Before it's done, we'll see a flirtatious 92-year-old named Eileen Hunt turn The Clash's Should I Stay or Should I Go from a defiant demand into an innocent question, Sonic Youth's Schizophrenia turned into, well, something completely different, and the Prince/Sinead O'Connor standard Nothing Compares 2 U into the penultimate eulogy.

I say penultimate, because there is one subplot that rises above the rest, that of the oxygen-deprived Fred Knittle, who is coaxed out of "retirement" for what is to be a duet of Coldplay's Fix You. It ends up being a solo for tragic reasons. And his delivery, a sweet baritone syncopated by the click of his oxygen pump, of lyrics like "And the tears come streaming down your face/When you lose something you can't replace/When you love someone, but it goes to waste, could it be worse?" is enough to bring tears to a statue's eyes. There's a weary acceptance that morphs a mere pop song in much the same way that the dying Johnny Cash did with Nine Inch Nails' Hurt.

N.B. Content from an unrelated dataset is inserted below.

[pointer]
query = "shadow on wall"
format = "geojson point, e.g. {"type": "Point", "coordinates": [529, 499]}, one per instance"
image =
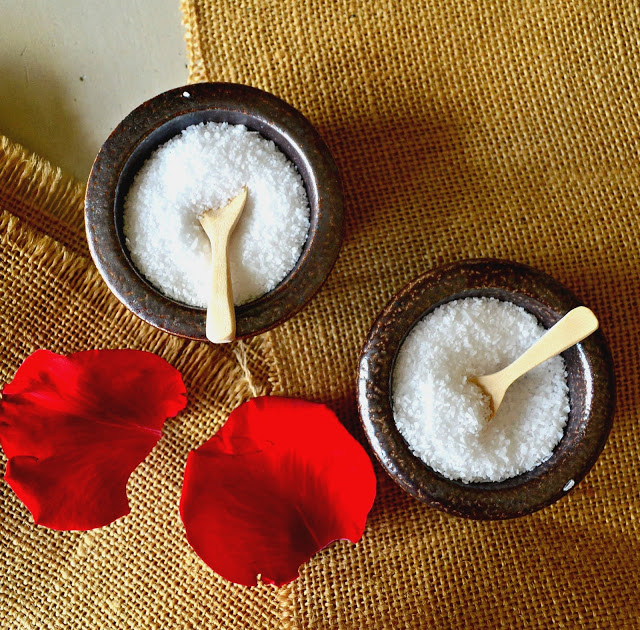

(In yet another tear-jerking moment a la Cash, the choir melts a crowd of inmates in a warmup prison show with their rendition of Dylan's Forever Young).

When it isn't a life-or-death docudrama, Young @ Heart is pure let's-put-on-a-show fooforah, focusing as much on the choir's obsessed fiftysomething director Bob Cilman, who is a sympathetic but demanding taskmaster, prone to crazy fits of inspiration. Chief among these is the Sonic Youth song, which elicits groans and disapproval from the choir on first hearing, but slowly and impossibly takes shape.

We watch aged African-American Dora Parker Morrow let go some deliriously joyous primal screams in I Feel Good, and enjoy some canned videos (Golden Years, I Wanna Be Sedated) sandwiched between the life stories herein.

Beyond the simple truism that you're never too old to rock (how long before Mick & Keith end up auditioning for the choir?), Young @ Heart underlines both the agony and ecstasy of age, the failure of the body and the indomitability of the spirit, tempered by the sad wisdom that is a consolation prize of outliving the rest of us.